Thursday, February 3, 2011

Amazon Extras - Amazon sites you might not know about

Image representing Amazon as depicted in Crunc...Image via CrunchBase
When it comes to online addictions, most people know me as pretty addicted to the tools that Google offers. Those who have been to my house know how regularly boxes from Amazon show up on the front step, and it is no surprise that I am about as equally addicted to the tools that Amazon offers. I wanted to talk about 4 tools from Amazon that you might now know about. Amazon has become much more than just an online book store, and you can really see that in some of these Amazon extras.
  1. Kindle: Most people know about the Kindle e-reader by now. The device is vary popular and you see them everywhere these days. What I want to talk about though is the http://kindle.amazon.com site. One of the benefits of the Kindle is the attached keyboard. The keyboard makes it possible to easily annotate the books you read. You can highlight passages and make notes. It is a great way to help make sense out of what you read. Getting back to all of these great highlights and notes on the Kindle is not always the easiest, which is why the URL above exists. When you visit kindle.amazon.com you will see all of your books, along with your annotations, from any web browser.  You can add new notes to highlights to further think through what you read, delete unwanted highlights, and see public highlights from others in the same book. There is also a tool for rating the book and marking the book as read or unread. The tool is simple to use, and very powerful.
  2. My Highlights Page for Kindle
  3. SoundUnwound: This is a wiki based music catalog that Amazon runs. The service has been around for a while, and allows you to help edit a library of information about music. They have some tools for music discovery based on the music library you have imported.
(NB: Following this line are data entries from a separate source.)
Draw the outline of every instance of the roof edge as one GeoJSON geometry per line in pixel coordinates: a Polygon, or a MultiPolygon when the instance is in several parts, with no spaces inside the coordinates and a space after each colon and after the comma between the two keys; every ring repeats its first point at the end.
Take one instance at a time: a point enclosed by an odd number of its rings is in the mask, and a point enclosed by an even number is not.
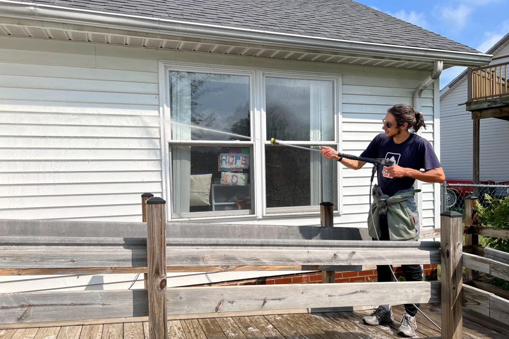
{"type": "Polygon", "coordinates": [[[442,60],[444,64],[450,66],[484,66],[490,62],[492,56],[482,53],[332,39],[7,0],[0,0],[0,13],[5,17],[157,32],[182,37],[205,37],[243,43],[269,44],[282,47],[312,48],[329,52],[358,53],[364,56],[404,58],[430,62],[442,60]]]}

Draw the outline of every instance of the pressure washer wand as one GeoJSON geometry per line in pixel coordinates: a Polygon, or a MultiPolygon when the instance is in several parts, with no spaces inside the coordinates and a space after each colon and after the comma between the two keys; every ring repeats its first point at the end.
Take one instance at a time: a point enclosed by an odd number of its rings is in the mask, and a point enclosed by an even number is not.
{"type": "Polygon", "coordinates": [[[291,144],[286,144],[281,142],[281,140],[278,140],[277,139],[274,139],[272,138],[270,139],[270,143],[275,145],[282,145],[283,146],[288,146],[289,147],[293,147],[296,148],[300,148],[301,149],[307,149],[308,150],[314,150],[315,152],[321,151],[321,149],[317,149],[316,148],[312,148],[311,147],[306,147],[302,146],[297,146],[297,145],[292,145],[291,144]]]}
{"type": "MultiPolygon", "coordinates": [[[[321,151],[321,149],[317,149],[316,148],[312,148],[310,147],[303,147],[302,146],[297,146],[297,145],[292,145],[291,144],[287,144],[281,142],[281,140],[277,140],[277,139],[274,139],[272,138],[270,139],[270,143],[272,144],[276,145],[282,145],[283,146],[288,146],[289,147],[295,147],[296,148],[301,148],[301,149],[307,149],[308,150],[313,150],[315,152],[320,152],[321,151]]],[[[346,159],[350,159],[351,160],[358,160],[359,161],[363,161],[365,163],[369,163],[370,164],[375,164],[377,165],[381,165],[384,166],[391,166],[394,165],[394,162],[392,160],[389,160],[388,159],[373,159],[371,158],[364,158],[363,157],[356,157],[355,156],[352,156],[350,154],[345,154],[344,153],[336,153],[336,155],[340,158],[344,158],[346,159]]]]}
{"type": "Polygon", "coordinates": [[[375,165],[381,165],[384,166],[390,167],[394,165],[394,162],[392,160],[389,160],[389,159],[384,159],[383,158],[373,159],[372,158],[364,158],[363,157],[356,157],[355,156],[352,156],[350,154],[345,154],[344,153],[340,153],[339,152],[336,153],[336,155],[340,158],[344,158],[346,159],[350,159],[350,160],[358,160],[359,161],[363,161],[365,163],[369,163],[370,164],[374,164],[375,165]]]}

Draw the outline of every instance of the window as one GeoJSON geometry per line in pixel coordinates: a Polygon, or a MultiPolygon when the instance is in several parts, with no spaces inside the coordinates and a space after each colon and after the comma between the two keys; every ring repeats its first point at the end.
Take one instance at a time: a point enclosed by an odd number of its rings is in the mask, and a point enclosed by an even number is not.
{"type": "Polygon", "coordinates": [[[270,141],[337,147],[337,78],[204,69],[167,70],[172,218],[316,212],[322,201],[337,206],[335,162],[270,141]]]}
{"type": "MultiPolygon", "coordinates": [[[[334,83],[332,80],[267,76],[267,139],[319,150],[335,147],[334,83]]],[[[267,213],[319,210],[322,201],[337,206],[337,164],[318,152],[265,146],[267,213]]]]}
{"type": "Polygon", "coordinates": [[[172,218],[253,213],[250,77],[169,71],[172,218]]]}

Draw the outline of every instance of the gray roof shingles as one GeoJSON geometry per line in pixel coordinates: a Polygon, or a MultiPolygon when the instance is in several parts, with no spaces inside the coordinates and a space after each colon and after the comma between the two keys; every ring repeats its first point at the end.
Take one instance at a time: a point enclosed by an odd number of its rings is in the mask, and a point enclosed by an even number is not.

They have a tool to sync Amazon purchases to your music library which is nice if you buy a lot of music via Amazon. If you are up to the challenge there is a music quiz you can take based on the music in your own library or a set of generic quizzes for various genres of music. Editing the site is easy, and the more you edit the higher you rank. I am not sure there is anything to rank other than seeing your name on the list of top editors. Likely not the best music discovery site on the net, but a useful tool especially with the Amazon sync.
  4. My Library View on SoundUnwound
  5. Shelfari: What SoundUnwound is to music, Shelfari is to books. They have recently merged logins from the original site to use Amazon accounts and have enabled book syncing with Amazon. Like SoundUnwound, Shelfari is a collaboration style site. They encourage users to add Facts to the books in their shelves. Things like authors are usually filled in, but other details like first sentence are asked for. You can tag, rate, review and and other personal metadata to books on your shelf. Groups and sharing options add a social aspect to the site. Shelfari works well for me now as I purchase 99% of my books via Amazon. Kindle and traditional books both show in the sync which is nice. I really like Shelfari. It is similar to Good Reads and other book reading tools. The collaborative bits go a bit further though, and the Amazon integration standout.
  6. My Shelf on Shelfari
  7. Amazon Console: I make use of Amazon's S3 storage service, in conjunction with Jungle Disk, to save backup copies of files to the cloud. The Amazon console is one tool I can use to access the files I have stored online. I use the service purely as offsite backup, but you could store anything on S3. Jungle Disk integrates nicely with my desktop running Windows, but when I get onto other computers I turn to the web console when I need access. The S3 part of the console looks very much like browsing files stored on your computer. You can also use the console for Amazon's other cloud based computing tools, but my usage is limited to S3 currently. If you are interested in inexpensive offsite back up I suggest taking a look at Jungle Disk and Amazon S3.
There it is, four tools that Amazon has that you may not have known about. If you use SoundUnwound or Shelfari give me a shout. Audible, the audio book store, is now owned my Amazon, but I figured enough was known about that service. Are there any Amazon run tools that you like to use?